…Эта кличка ныне забыта и кажется нам странной и почти непонятной. Между тем в те дни мы принимали ее с трепетом. Мы даже ждали иногда, когда же нас столкнут с поезда. От нас требовали, чтобы мы воспевали поезд, кондукторами и машинистами на котором были рапповцы. Я думаю, мы пели искренними голосами, но им, рапповцам, наше пение казалось недостаточным. А мы, восхищенные революцией, не замечали своего унизительного состояния.
…Я-то, положим, замечал. Но я считал себя в какой-то степени виноватым перед той абстрактно безгрешной и безошибочной революцией, которую якобы представляли рапповцы и которой никогда не было…»
До совместной работы в журнале Всеволод Иванов и Фадеев встречались в издательстве «Круг». Всеволод Иванов вспоминал:
«Возле шведских бюро, сдвинутых вместе, стоял Б. Пильняк, писатель в те дни почти уже знаменитый. Он только что приехал из-за границы, черепаховые его очки, под рыжими волосами головы и бровей, особенно велики, — мы еще носили крошечные пенсне; он — в сером, и это тоже редкость. Бас Б. Пастернака слышался рядом. К ним подошел Бабель, в простой толстовке, начал шутить, и они засмеялись. В другом конце комнаты, вокруг Демьяна Бедного, превосходного и остроумного рассказчика, — Безыменский, Киршон, Веселый, Светлов.
Проходят Фадеев и Герасимова. Они очень красивы, и особенно хорош Фадеев в длинной темной суконной блузе. Они разговаривают с Маяковским и Асеевым о Сибири. Асеев сильно размахивает руками, но в комнате такой гул, что я не слышу его слов. Через всю комнату светятся большие глаза Фурманова, и кажется, что он-то слышит всех.
А рядом кто-то из Лефа отрицает шутку: не те времена…»
С Леонидом Максимовичем Леоновым у Фадеева отношения складываются без недоразумений, серьезно, надолго. Леонова удивила широта взглядов главного редактора, партийная, именно партийная честность, определенность. И еще: бесстрашие. «Хороший человек», — сказал тогда о нем Леонов и никогда не менял этого своего мнения.
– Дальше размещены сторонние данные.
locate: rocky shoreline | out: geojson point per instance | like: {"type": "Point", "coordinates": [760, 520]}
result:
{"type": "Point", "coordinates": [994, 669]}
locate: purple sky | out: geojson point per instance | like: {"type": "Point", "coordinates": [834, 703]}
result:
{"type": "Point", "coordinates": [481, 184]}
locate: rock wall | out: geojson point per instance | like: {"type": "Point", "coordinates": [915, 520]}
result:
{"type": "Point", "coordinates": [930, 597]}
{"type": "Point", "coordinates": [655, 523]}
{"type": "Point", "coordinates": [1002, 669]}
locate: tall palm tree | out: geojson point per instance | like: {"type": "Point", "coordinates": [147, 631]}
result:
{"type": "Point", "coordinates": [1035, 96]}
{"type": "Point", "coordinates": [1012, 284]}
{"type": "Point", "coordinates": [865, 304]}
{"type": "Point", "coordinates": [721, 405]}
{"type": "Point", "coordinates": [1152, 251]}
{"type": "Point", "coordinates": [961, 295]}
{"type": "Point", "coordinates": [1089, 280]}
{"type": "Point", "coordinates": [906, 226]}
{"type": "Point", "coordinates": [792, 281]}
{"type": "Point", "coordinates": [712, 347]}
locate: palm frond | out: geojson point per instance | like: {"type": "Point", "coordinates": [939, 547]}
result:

А еще до совместной работы с Фадеевым, в сентябре 1930 года, корреспондент «Литературной газеты» спросил Леонида Максимовича: «Кто из современных писателей вас больше всего интересует и кого вы цените из пролетарских писателей?» Леонов сказал:
«Видите ли, я связан с определенной писательской средой и поэтому не особенно внимательно могу следить за всем движением пролетарской литературы.
Разрешите мне поэтому от прямого ответа относительно пролетарской литературы уклониться. Однако очень ценю Фадеева и Либединского. Тут надо бы снова вернуться к вопросу о психологическом анализе, который занимает такое огромное место в споре о творческом методе и в котором попутническая литература еще не сказала своего последнего слова. Но сейчас уже не стоит его снова заострять. Из писателей, за которыми более внимательно слежу, назову Федина, Бабеля, Олешу».
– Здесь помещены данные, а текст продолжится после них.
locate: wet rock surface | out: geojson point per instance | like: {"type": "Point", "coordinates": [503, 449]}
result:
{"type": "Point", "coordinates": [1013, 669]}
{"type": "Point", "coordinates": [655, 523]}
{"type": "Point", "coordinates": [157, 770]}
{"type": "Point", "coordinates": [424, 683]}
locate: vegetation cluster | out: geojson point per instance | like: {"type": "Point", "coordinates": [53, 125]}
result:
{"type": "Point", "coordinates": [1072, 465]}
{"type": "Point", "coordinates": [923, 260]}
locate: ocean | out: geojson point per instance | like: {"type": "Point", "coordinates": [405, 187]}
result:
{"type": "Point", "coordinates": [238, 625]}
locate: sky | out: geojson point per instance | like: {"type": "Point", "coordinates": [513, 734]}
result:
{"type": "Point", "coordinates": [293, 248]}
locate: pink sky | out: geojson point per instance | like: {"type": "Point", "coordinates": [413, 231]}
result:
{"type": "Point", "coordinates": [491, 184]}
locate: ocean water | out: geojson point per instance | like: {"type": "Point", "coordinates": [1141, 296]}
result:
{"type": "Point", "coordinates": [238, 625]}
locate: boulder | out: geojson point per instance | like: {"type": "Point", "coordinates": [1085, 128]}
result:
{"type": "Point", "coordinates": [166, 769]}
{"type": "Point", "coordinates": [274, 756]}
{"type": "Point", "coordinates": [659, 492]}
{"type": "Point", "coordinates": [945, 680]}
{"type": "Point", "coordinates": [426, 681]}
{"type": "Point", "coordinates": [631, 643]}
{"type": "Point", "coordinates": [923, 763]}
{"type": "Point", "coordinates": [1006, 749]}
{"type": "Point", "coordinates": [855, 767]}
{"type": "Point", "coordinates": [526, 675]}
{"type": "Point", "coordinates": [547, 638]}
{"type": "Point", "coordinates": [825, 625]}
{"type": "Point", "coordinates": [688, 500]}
Как редактор, Фадеев умел вести прямой честный разговор с любым даже знаменитым писателем, эта черта проявилась в те годы со всей очевидностью.
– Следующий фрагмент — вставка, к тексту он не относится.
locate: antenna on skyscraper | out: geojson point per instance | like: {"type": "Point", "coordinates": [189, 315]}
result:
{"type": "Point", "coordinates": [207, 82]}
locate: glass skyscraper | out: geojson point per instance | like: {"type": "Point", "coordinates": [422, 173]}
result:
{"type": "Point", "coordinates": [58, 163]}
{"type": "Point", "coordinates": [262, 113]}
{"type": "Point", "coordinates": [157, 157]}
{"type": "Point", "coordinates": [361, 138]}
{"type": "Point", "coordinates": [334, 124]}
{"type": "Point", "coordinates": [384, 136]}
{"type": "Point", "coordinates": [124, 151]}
В четырех номерах журнала — с пятого по восьмой — публиковалась повесть А. Н. Толстого «Записки Мосолова», написанная им вместе с П. Сухотиным. Видимо, сам А. Н. Толстой не придавал большого значения этим «запискам» и, как бывало в таких ситуациях, не отягощал себя строгими обязательствами перед журналом. Рукопись то и дело запаздывала.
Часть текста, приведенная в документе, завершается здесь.